L‘exercice est particulièrement visible dans les deux nouveaux thèmes dédiés à Batman (Batman, a Duty to Fight / To See et Batman, an Invocation to Heal / To Be Seen), illustrant d’abord la culpabilité du Chevalier Noir avant sa renaissance plus optimiste en tant que leader de la Justice League, marquée par des changements d'instrumentation.

La notion de transition s’est d’ailleurs révélée primordiale dans l’approche du Snyder Cut. À l’annonce de la mise en chantier du projet, Holkenborg a décidé d’abandonner ses démos pour la version de 2017, car il a bien compris que ce remontage n’allait pas seulement être le film attendu à l’époque, mais bien une nouvelle bête, tourmentée par son passé foutraque et sa manière de symboliser a posteriori le chant du cygne du DCEU. Si le cinéma de Snyder a toujours été marqué par la mort, son Justice League a pris un sens particulier au niveau de sa dimension funèbre, surtout lorsque l’auteur a mis en perspective le long-métrage avec le décès de sa fille Autumn.

 

photo, Gal GadotVous pouvez désormais entendre cette image !

 

Et c’est là que Junkie XL s’est imposé comme un choix parfait pour cette bande-originale. Dès Mad Max : Fury Road, le compositeur a embrassé les codes d’une musique macabre, notamment en remixant le Dies Irae de Verdi. Le Snyder Cut a donc été l’occasion pour lui de pousser ces expérimentations dans ses retranchements, jusqu’à faire du thème de la Justice League un leitmotiv parfait de requiem, lorsque l’équipe est défaite par Steppenwolf (And the Lion-Earth Did Roar, Pt. 2).

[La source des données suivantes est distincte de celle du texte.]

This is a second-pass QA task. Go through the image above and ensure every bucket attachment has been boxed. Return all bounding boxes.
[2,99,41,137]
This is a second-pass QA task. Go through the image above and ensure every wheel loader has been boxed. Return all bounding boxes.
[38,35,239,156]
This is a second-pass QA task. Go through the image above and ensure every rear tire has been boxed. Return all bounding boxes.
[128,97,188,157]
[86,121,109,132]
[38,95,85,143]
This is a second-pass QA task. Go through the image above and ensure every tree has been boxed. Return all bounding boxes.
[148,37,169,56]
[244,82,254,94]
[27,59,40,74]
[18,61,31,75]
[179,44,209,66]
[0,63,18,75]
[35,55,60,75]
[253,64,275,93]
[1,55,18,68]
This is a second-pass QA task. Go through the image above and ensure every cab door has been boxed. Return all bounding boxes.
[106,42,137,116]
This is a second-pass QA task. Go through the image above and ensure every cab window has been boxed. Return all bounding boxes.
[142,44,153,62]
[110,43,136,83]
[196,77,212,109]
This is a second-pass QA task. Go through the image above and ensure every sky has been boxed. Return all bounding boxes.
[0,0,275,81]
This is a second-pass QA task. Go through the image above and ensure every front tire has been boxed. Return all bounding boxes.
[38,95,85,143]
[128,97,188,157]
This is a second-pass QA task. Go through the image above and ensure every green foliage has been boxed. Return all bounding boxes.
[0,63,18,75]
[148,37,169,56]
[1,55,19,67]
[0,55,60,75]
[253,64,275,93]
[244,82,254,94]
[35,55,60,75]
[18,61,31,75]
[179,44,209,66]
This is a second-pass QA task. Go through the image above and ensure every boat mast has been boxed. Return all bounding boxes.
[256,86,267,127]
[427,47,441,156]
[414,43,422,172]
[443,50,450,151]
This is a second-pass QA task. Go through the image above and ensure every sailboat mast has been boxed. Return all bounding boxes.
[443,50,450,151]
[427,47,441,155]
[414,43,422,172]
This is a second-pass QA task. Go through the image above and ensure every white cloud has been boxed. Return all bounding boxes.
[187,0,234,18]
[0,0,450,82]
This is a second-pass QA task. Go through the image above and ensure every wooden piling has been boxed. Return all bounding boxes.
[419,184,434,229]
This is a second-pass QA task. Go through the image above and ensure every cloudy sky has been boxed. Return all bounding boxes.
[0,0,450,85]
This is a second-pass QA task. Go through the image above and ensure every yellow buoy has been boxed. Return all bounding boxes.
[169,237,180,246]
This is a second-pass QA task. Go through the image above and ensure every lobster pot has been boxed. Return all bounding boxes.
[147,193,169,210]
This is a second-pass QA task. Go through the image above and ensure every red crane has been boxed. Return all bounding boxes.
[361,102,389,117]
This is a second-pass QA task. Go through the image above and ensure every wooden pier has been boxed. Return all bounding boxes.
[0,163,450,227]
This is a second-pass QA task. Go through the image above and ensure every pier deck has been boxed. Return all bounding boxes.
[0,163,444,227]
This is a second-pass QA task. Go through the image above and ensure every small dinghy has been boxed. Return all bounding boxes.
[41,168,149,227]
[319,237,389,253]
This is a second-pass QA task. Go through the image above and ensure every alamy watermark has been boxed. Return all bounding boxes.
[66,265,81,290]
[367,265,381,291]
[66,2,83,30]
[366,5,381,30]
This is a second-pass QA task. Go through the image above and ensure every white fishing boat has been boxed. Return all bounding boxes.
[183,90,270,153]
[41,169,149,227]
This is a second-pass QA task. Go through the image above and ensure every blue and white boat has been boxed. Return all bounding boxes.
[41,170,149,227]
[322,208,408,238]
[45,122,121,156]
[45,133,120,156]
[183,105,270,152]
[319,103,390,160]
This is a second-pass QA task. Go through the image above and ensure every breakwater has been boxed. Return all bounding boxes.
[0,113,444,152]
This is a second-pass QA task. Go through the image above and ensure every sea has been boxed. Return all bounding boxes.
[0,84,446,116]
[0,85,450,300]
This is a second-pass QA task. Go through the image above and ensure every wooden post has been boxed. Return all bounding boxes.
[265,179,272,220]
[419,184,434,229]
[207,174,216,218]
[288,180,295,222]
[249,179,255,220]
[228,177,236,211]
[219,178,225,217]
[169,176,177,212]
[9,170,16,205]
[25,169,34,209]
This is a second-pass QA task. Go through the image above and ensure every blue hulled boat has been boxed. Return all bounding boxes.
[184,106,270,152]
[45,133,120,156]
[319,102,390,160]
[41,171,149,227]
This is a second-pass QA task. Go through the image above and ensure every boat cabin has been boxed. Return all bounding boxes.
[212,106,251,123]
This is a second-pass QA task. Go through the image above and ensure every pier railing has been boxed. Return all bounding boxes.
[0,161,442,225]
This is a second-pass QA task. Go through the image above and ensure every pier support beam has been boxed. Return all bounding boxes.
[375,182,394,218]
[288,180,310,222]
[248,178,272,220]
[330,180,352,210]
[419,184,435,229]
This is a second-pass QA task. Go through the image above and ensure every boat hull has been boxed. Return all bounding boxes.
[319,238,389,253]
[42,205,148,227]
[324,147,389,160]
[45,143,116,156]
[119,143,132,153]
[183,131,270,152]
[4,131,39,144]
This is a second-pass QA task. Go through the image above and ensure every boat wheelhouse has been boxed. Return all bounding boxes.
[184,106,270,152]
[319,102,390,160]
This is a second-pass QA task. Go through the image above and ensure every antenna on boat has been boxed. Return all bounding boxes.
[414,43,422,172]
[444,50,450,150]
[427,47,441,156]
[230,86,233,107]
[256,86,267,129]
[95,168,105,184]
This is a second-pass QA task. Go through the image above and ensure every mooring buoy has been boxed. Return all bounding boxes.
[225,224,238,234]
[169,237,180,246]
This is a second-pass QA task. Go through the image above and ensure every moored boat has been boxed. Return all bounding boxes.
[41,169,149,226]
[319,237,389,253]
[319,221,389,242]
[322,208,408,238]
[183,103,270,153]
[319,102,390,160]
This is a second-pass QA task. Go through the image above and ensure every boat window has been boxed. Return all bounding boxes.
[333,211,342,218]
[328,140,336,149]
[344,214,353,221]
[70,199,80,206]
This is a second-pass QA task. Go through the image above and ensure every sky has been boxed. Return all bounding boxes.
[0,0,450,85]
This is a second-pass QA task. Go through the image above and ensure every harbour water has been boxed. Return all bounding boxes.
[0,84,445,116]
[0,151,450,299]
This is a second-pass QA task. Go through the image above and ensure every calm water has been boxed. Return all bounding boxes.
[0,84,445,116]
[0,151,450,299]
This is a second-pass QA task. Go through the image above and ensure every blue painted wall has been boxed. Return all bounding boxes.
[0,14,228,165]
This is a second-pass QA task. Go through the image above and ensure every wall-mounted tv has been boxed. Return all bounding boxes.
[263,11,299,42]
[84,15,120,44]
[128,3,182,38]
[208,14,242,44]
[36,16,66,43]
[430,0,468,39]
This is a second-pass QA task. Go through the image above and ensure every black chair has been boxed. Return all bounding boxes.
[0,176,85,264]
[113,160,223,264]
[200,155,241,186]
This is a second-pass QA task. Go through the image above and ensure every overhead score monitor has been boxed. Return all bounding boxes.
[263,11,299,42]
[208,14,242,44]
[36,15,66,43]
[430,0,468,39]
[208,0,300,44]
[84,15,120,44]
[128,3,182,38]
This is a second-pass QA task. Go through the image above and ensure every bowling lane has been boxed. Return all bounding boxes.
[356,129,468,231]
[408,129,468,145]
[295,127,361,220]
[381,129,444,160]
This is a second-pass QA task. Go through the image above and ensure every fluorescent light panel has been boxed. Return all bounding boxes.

Autre grande réussite sur ce point, le thème de Cyborg (Cyborg Becoming / Human All Too Human) a pris la forme d’un adagio tragique, confrontant le lyrisme des violons à la rythmique imperturbable de percussions discrètes, afin de souligner la malédiction d’un personnage coincé entre la chair et le métal, entre la vie et la mort.

 

 

Mais surtout, JXL s’est parfaitement approprié l’un des motifs purement snyderiens de Justice League, à savoir la mise en scène de la voix et du chant, qui servent à louer les déités modernes issues des comics. Au-delà de la jolie scène en hommage à Aquaman, le concept de la lamentation a parcouru l’ensemble de l'oeuvre. C’est notamment de cette manière que le compositeur a développé l’une de ses idées les plus reconnaissables : l’augmentation du thème de Wonder Woman au travers d’une voix plaintive, pensée pour évoquer le passé et le sacrifice des Amazones.

D'aucuns ont critiqué la répétitivité de cette proposition, et il est vrai que la partition de Junkie XL souffre parfois d’un excès de zèle, voire d'un trop grand didactisme. Mais au final, la BO de Justice League a su se montrer aussi ambitieuse qu’inventive, tout en parvenant à rendre hommage à l’héritage musical du DCEU. Et rien que pour ça, on dit chapeau, l’artiste !

 

photoJunkie XL, le vrai sauveur du Snyder Cut

 

S’il ne fallait en garder qu’une...

L'un des moments forts du Snyder Cut n’est autre que la scène où Flash se voit obligé de courir plus vite que la vitesse de la lumière, afin de revenir dans le passé et d’éviter l’annihilation de toute vie sur Terre. Aussi épique qu’introspectif, cet instant privilégié a pleinement été transcendé par Tom Holkenborg avec At The Speed of Force, qui a abordé cette manipulation de l’espace-temps avec une guitare électrique à la fois entêtante et minimaliste.

Accompagné d’effets de réverbération, ce riff à l’écho lointain a accentué la dimension presque hallucinogène de la séquence, mais aussi la mélancolie de Barry Allen, qui trouve enfin l'occasion de se définir pleinement en tant que héros.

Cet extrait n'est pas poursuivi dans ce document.